律さんは、ゆっくりと立ち上がり、深々と頭を下げた。

「ありがとうございます。必ず、伺います。」

私は思わず父の手を握った。

「お父さん……ありがとう。」

娘を心配し、彼なりに確かめたかったのだと思う。それでも“この人なら任せられる”と思ってくれた。
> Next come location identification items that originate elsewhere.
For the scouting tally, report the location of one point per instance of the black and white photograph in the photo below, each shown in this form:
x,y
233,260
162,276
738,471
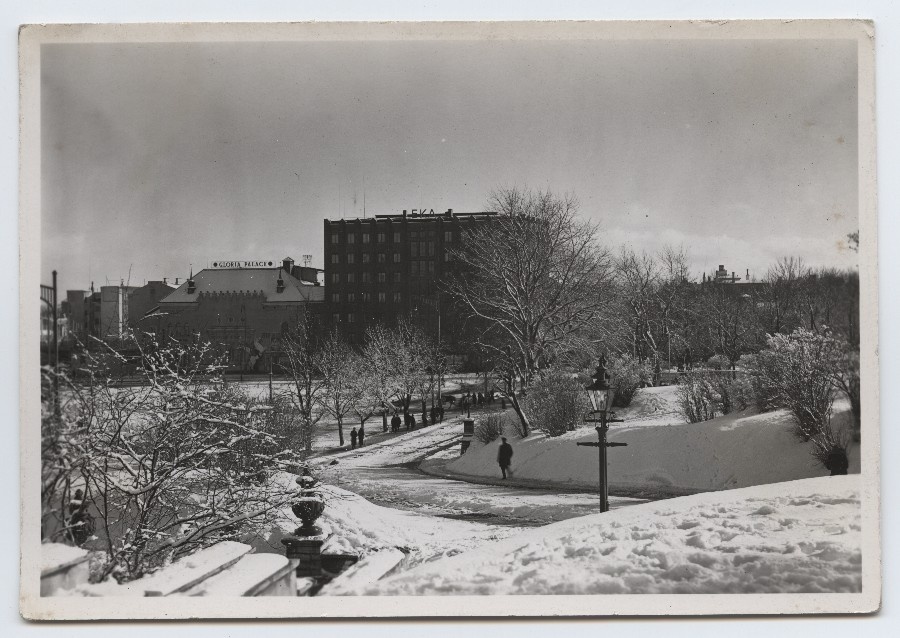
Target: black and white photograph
x,y
439,319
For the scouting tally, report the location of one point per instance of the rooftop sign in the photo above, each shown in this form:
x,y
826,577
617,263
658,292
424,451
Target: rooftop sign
x,y
243,264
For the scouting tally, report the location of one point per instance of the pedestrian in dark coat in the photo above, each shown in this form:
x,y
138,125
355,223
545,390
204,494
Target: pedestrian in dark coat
x,y
504,456
79,525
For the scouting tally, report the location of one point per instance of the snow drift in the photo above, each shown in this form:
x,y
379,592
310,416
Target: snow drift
x,y
737,450
794,537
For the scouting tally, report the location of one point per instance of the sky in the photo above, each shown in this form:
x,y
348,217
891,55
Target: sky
x,y
161,157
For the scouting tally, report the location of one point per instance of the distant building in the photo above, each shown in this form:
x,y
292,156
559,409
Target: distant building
x,y
144,299
114,310
244,310
381,268
739,285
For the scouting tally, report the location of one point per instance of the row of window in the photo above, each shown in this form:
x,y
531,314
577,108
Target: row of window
x,y
350,317
365,297
381,258
364,277
366,238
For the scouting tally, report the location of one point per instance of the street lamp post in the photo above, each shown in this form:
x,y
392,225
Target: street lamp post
x,y
601,396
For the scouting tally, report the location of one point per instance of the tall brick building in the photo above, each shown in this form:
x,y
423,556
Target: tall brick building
x,y
381,268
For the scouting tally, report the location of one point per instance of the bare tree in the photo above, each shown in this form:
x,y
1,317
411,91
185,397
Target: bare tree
x,y
307,386
338,365
171,461
534,277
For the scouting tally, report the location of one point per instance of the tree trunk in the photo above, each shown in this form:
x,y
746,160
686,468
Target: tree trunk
x,y
526,426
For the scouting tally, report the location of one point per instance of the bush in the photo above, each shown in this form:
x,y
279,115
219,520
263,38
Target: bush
x,y
696,397
490,428
556,402
627,375
801,367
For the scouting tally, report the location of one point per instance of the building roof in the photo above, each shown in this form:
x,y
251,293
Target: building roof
x,y
263,281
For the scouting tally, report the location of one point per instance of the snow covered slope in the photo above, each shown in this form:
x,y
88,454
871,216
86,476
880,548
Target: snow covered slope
x,y
736,450
798,536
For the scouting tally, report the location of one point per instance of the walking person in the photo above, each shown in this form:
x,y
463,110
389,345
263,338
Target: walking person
x,y
504,456
79,525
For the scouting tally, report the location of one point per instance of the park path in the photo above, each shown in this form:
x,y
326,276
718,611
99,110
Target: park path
x,y
401,471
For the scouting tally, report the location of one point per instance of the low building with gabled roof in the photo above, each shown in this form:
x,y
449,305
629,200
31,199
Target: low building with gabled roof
x,y
246,311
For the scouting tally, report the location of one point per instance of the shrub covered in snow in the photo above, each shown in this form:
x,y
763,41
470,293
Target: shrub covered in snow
x,y
696,397
627,375
556,402
490,428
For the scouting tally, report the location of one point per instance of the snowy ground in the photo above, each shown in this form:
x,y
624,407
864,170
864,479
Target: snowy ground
x,y
385,472
799,536
664,456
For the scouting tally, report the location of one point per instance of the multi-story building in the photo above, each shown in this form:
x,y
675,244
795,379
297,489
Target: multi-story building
x,y
114,310
385,267
142,300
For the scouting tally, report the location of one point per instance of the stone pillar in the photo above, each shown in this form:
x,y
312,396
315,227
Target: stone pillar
x,y
305,554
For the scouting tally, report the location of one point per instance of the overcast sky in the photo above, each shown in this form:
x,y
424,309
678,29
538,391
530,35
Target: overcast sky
x,y
158,156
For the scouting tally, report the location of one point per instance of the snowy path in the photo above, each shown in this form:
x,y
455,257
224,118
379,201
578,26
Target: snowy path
x,y
386,473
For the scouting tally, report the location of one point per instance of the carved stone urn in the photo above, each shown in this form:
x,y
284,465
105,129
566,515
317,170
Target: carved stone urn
x,y
308,506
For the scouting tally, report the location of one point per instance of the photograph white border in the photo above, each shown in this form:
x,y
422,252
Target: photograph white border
x,y
33,606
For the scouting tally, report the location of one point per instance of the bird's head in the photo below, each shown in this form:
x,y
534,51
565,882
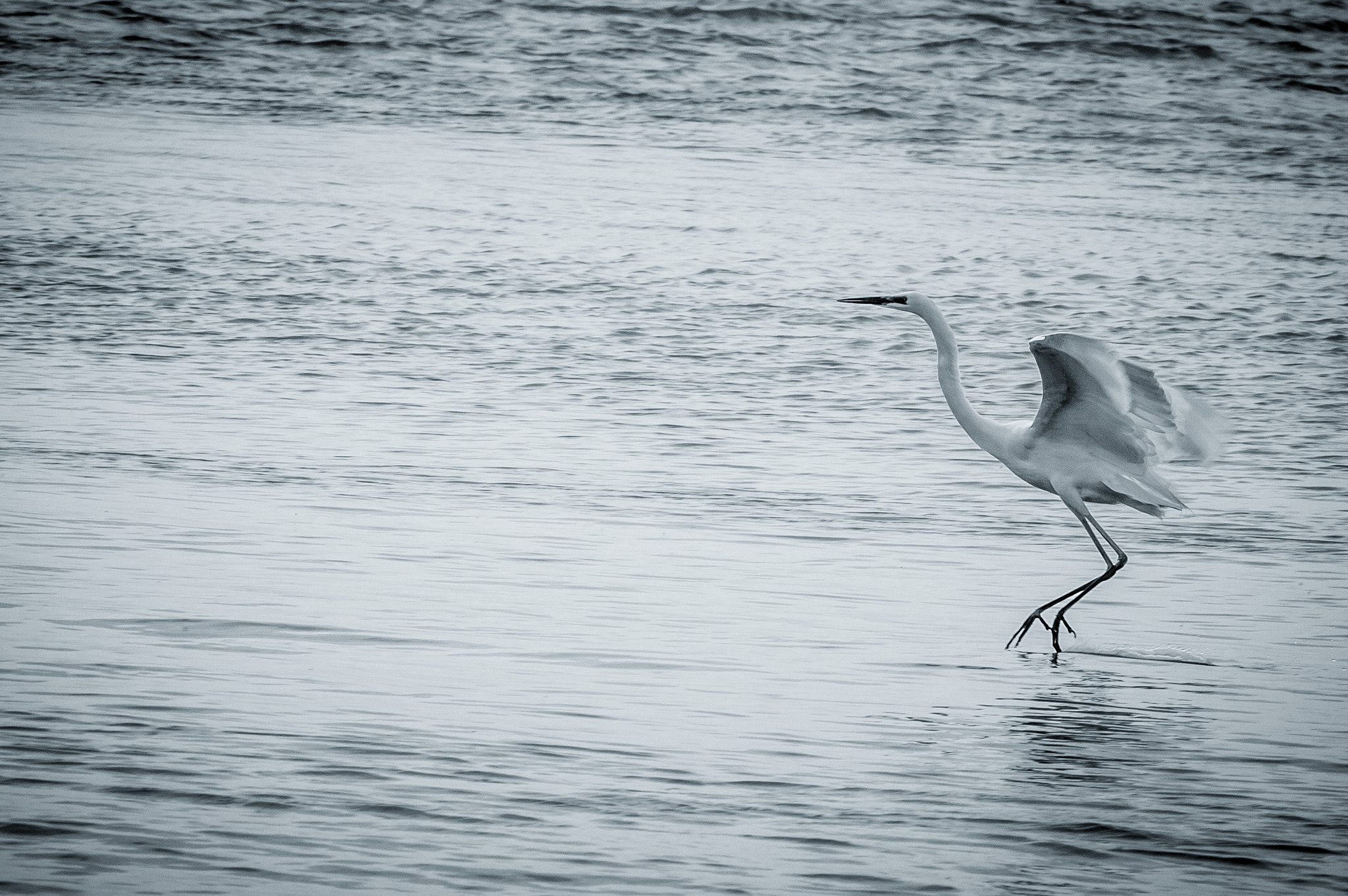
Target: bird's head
x,y
914,302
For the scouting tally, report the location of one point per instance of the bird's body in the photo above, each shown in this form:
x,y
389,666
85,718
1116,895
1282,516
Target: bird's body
x,y
1103,426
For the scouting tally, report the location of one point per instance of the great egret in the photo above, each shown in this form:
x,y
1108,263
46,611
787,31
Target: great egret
x,y
1103,426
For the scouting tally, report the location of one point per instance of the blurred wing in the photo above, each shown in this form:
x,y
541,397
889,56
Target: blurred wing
x,y
1180,424
1085,399
1116,407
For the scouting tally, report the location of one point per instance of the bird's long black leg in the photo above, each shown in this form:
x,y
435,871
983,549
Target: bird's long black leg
x,y
1077,593
1114,566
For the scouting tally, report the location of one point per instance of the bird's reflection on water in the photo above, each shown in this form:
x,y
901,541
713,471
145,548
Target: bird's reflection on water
x,y
1081,731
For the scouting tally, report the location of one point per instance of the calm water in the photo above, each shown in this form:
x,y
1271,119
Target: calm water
x,y
434,461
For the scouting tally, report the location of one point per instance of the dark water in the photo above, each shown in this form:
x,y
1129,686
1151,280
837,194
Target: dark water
x,y
434,462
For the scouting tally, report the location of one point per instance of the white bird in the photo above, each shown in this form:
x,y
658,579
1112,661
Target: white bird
x,y
1103,426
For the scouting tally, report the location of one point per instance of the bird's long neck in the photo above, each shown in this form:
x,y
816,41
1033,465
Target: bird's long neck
x,y
987,434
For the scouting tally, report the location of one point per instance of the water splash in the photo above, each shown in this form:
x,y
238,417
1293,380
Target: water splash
x,y
1161,653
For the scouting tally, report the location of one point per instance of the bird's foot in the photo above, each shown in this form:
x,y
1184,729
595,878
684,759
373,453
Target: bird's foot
x,y
1060,622
1025,628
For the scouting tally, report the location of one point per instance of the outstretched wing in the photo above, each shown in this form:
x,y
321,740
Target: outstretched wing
x,y
1095,398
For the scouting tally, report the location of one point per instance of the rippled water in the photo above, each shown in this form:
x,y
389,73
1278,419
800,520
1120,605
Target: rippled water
x,y
434,460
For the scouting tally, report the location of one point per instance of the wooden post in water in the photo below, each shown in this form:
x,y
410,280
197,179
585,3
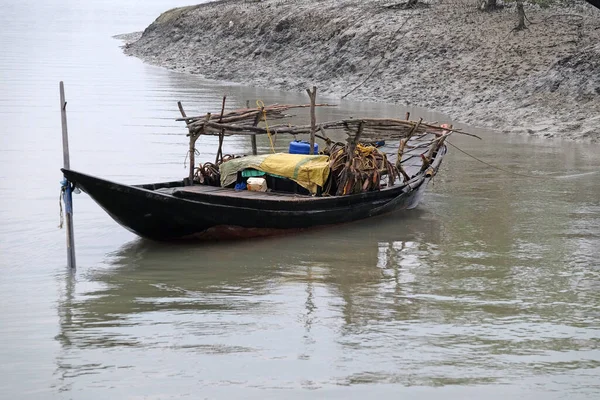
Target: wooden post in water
x,y
313,118
67,188
192,146
219,156
253,136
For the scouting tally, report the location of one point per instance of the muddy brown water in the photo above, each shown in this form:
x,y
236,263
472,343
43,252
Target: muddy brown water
x,y
490,288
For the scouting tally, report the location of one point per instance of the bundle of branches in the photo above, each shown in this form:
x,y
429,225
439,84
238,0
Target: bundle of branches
x,y
373,128
214,123
209,174
357,169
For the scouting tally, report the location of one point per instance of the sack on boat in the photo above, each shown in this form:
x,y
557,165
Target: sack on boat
x,y
307,171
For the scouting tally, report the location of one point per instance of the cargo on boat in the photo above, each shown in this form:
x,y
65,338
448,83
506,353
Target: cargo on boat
x,y
384,165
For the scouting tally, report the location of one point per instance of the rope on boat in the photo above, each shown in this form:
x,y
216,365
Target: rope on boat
x,y
261,105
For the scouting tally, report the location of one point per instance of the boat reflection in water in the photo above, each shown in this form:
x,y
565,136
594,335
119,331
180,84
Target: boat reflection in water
x,y
391,300
312,291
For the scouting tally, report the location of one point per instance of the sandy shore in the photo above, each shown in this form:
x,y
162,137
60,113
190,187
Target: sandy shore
x,y
446,56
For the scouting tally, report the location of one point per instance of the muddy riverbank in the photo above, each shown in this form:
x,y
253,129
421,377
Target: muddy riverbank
x,y
446,56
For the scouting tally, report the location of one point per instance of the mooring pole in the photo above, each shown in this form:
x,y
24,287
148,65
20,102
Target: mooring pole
x,y
67,186
313,119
律さんが忙しいのは知っている。きっと毎日なんて無理だろう。

それでも、彼はこの一週間を、大切に使おうとするだろう。

そう思った瞬間──私は、覚悟を決めた。

この人と結婚する。

この人なら、私の人生を預けてもいい。

そう強く、思えた。

そして翌日。

チャイムの音が鳴った時、私は少しだけ深呼吸をした。

「い、いらっしゃい。」

扉の向こうには、スーツ姿の神楽木律さん。

だけど、どこか仕事モードとは違う、柔らかい表情だった。